Pada hari Kamis, 30 Januari 2025, simpatisan Partai Gelora, Eneng Ika Haryati, melaporkan anggota DPR Fraksi PKS, Mardani Ali Sera, ke Mahkamah Kehormatan Dewan (MKD) DPR. Laporan ini disampaikan karena dugaan pelanggaran kode etik yang dilakukan oleh Mardani saat acara resmi DPR. Dalam laporannya, Ika menegaskan bahwa perilaku Mardani telah mencemarkan nama baik Partai Gelora dan merusak hubungan antarpartai.
Dalam suasana yang penuh ketegangan di gedung DPR pada Kamis siang, Eneng Ika Haryati, seorang simpatisan Partai Gelora, mengajukan laporan terhadap Mardani Ali Sera kepada Mahkamah Kehormatan Dewan. Insiden ini bermula dari pernyataan kontroversial Mardani selama acara "Silaturahmi Nasional BKSAP dengan Ormas dan Lembaga Kemanusiaan Peduli Palestina" yang berlangsung pada Selasa, 21 Januari 2025. Pada kesempatan tersebut, Mardani diketahui telah membuat komentar yang dianggap merendahkan Partai Gelora.

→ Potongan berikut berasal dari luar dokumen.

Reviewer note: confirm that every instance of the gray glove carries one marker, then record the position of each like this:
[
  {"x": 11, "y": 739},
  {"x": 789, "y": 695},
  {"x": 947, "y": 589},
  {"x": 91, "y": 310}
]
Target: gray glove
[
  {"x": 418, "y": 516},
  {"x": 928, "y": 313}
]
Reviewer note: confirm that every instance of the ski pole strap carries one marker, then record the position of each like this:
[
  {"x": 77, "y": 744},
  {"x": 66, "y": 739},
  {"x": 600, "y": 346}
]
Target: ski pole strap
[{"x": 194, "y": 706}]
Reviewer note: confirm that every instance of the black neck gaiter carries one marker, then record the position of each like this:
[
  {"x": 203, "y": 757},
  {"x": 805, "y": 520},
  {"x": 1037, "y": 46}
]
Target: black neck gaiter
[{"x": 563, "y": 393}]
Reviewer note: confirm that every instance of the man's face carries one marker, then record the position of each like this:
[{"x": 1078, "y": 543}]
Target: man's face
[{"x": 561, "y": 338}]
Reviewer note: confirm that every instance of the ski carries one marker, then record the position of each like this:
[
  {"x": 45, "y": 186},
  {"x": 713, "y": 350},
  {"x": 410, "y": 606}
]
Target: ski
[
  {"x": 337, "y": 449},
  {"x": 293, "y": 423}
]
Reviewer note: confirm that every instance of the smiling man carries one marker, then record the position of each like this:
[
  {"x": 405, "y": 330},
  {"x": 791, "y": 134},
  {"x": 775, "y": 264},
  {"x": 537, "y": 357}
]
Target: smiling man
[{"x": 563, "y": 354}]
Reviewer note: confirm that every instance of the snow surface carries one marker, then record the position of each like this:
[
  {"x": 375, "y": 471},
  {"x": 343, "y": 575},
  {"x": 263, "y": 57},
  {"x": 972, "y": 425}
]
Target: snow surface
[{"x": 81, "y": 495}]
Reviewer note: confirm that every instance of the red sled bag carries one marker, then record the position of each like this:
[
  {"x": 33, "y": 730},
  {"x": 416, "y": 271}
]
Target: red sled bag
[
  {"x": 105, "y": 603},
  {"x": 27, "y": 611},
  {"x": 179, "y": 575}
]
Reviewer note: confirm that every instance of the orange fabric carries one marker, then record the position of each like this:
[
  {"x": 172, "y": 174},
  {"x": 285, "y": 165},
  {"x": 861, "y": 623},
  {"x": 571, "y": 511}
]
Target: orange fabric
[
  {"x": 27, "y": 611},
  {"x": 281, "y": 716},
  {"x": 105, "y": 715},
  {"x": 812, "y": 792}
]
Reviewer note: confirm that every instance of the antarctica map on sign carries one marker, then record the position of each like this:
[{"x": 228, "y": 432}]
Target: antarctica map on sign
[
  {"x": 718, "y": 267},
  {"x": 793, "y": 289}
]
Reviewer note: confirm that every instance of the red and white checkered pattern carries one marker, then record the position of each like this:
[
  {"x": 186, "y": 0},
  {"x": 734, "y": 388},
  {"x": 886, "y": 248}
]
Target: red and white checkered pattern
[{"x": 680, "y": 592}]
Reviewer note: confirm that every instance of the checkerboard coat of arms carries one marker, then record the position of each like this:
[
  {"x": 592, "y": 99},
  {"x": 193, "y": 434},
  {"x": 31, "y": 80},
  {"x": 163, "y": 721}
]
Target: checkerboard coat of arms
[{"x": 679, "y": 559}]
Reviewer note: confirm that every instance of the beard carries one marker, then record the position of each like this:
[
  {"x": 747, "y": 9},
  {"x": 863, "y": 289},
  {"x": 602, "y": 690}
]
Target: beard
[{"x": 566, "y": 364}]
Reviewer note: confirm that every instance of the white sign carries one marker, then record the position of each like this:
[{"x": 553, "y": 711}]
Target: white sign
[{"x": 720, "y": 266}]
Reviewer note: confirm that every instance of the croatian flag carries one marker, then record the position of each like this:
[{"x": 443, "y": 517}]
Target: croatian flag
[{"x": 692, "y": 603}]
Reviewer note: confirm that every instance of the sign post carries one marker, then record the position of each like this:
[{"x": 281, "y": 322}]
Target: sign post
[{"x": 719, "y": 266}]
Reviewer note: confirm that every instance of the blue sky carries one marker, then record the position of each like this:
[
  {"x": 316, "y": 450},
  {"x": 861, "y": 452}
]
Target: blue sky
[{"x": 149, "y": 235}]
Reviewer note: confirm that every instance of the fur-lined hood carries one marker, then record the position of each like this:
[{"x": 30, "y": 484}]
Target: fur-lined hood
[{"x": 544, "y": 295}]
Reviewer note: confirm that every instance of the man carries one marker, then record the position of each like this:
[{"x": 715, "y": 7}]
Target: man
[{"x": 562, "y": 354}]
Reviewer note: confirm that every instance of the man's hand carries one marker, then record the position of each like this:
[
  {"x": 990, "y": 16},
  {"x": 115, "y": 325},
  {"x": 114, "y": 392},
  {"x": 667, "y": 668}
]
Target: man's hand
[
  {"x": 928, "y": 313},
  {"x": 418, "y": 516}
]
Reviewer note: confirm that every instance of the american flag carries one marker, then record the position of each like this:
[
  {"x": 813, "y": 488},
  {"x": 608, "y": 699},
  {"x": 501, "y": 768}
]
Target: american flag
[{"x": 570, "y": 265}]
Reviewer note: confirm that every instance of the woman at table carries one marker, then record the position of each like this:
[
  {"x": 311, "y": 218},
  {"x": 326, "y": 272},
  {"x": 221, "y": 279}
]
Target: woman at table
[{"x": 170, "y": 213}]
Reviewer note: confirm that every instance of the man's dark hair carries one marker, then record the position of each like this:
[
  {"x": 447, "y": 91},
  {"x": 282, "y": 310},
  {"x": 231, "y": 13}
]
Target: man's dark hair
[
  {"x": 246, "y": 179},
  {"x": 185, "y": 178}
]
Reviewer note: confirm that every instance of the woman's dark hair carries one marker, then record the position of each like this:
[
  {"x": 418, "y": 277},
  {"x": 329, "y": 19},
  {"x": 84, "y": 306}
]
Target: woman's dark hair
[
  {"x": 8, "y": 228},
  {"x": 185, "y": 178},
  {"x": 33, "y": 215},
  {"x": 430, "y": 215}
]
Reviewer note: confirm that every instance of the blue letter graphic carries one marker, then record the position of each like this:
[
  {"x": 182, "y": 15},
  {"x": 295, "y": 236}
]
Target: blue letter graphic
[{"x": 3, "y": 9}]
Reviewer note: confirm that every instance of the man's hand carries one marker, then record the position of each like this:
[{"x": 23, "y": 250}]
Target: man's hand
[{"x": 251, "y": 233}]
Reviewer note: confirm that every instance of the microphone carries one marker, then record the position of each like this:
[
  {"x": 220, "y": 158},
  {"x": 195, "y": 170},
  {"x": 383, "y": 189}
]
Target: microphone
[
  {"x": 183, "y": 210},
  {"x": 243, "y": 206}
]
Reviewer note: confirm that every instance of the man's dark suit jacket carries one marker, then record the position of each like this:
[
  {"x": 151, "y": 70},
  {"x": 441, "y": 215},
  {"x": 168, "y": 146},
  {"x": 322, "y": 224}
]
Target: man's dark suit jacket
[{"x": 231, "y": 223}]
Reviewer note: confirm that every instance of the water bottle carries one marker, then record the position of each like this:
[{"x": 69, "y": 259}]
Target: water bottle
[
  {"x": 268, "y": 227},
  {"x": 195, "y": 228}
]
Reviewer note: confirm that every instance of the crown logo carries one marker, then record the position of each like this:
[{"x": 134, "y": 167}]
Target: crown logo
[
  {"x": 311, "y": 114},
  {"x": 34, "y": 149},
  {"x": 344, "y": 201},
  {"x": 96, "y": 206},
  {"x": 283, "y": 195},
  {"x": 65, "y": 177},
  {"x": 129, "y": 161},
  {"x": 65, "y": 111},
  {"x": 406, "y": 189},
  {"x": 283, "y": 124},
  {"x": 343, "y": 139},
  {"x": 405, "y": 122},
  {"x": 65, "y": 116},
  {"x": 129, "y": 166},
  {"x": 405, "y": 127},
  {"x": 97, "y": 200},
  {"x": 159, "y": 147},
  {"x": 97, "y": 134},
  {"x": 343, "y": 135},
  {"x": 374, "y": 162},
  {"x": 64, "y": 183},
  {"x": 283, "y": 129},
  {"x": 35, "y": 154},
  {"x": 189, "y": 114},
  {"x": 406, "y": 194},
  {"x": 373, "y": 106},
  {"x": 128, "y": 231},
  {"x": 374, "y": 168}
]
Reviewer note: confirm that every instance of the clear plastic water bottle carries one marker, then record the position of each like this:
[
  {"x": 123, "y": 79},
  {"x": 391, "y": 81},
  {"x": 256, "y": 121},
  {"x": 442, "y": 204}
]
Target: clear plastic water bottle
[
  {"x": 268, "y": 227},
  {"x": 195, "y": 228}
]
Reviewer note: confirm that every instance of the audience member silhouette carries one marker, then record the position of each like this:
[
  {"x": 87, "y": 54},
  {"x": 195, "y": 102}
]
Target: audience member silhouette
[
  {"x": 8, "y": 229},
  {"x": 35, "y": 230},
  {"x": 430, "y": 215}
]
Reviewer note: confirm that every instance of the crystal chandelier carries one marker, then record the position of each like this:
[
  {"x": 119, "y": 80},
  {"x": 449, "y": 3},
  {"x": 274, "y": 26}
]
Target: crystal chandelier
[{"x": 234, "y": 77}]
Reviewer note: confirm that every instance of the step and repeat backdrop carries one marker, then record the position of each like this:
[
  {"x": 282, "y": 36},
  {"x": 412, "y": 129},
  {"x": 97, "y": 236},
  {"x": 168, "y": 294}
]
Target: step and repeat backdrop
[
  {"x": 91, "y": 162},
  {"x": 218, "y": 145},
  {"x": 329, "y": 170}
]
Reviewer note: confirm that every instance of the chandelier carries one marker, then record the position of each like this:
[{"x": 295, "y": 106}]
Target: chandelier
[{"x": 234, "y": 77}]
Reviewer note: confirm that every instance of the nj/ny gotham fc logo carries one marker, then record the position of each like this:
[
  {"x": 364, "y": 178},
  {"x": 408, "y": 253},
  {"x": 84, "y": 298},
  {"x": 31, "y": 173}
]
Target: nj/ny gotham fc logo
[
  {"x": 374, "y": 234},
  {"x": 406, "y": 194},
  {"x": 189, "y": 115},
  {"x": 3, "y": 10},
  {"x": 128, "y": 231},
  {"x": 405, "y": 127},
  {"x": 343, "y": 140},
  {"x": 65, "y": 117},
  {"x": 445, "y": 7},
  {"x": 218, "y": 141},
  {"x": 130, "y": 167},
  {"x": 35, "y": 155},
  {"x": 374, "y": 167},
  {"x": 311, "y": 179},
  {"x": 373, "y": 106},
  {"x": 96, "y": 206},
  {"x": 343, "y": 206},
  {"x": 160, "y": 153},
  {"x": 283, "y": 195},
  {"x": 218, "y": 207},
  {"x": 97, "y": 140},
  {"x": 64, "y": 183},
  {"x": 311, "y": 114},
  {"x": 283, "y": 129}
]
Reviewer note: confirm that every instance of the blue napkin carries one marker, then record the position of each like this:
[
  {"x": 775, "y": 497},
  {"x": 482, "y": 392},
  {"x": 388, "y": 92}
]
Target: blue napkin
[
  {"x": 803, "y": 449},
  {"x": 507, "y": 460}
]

Ika menjelaskan bahwa Mardani sering kali mengolok-olok Partai Gelora dengan menyebutnya sebagai "partai 0 koma," sebuah istilah yang dianggap sangat tidak sopan dan merendahkan. Selain itu, Mardani juga tertawa terbahak-bahak saat menyela presentasi Hadi Nur Rahmat, perwakilan Pusat Dokumentasi Islam Indonesia, yang sedang membahas kerja sama antarpartai dalam mendukung Palestina. Aksi tersebut terekam dalam siaran langsung TVR Parlemen dan memicu reaksi negatif dari masyarakat luas.
Laporan ini bukan hanya sekadar protes, tetapi juga menjadi isyarat bahwa ada standar etika yang harus dipatuhi oleh setiap anggota parlemen. Sebagai Ketua Badan Kerja Sama Antar-Parlemen (BKSAP), Mardani seharusnya menunjukkan sikap yang lebih bijaksana dan profesional. Namun, perilaku Mardani justru dinilai melanggar prinsip-prinsip dasar etika parlemen.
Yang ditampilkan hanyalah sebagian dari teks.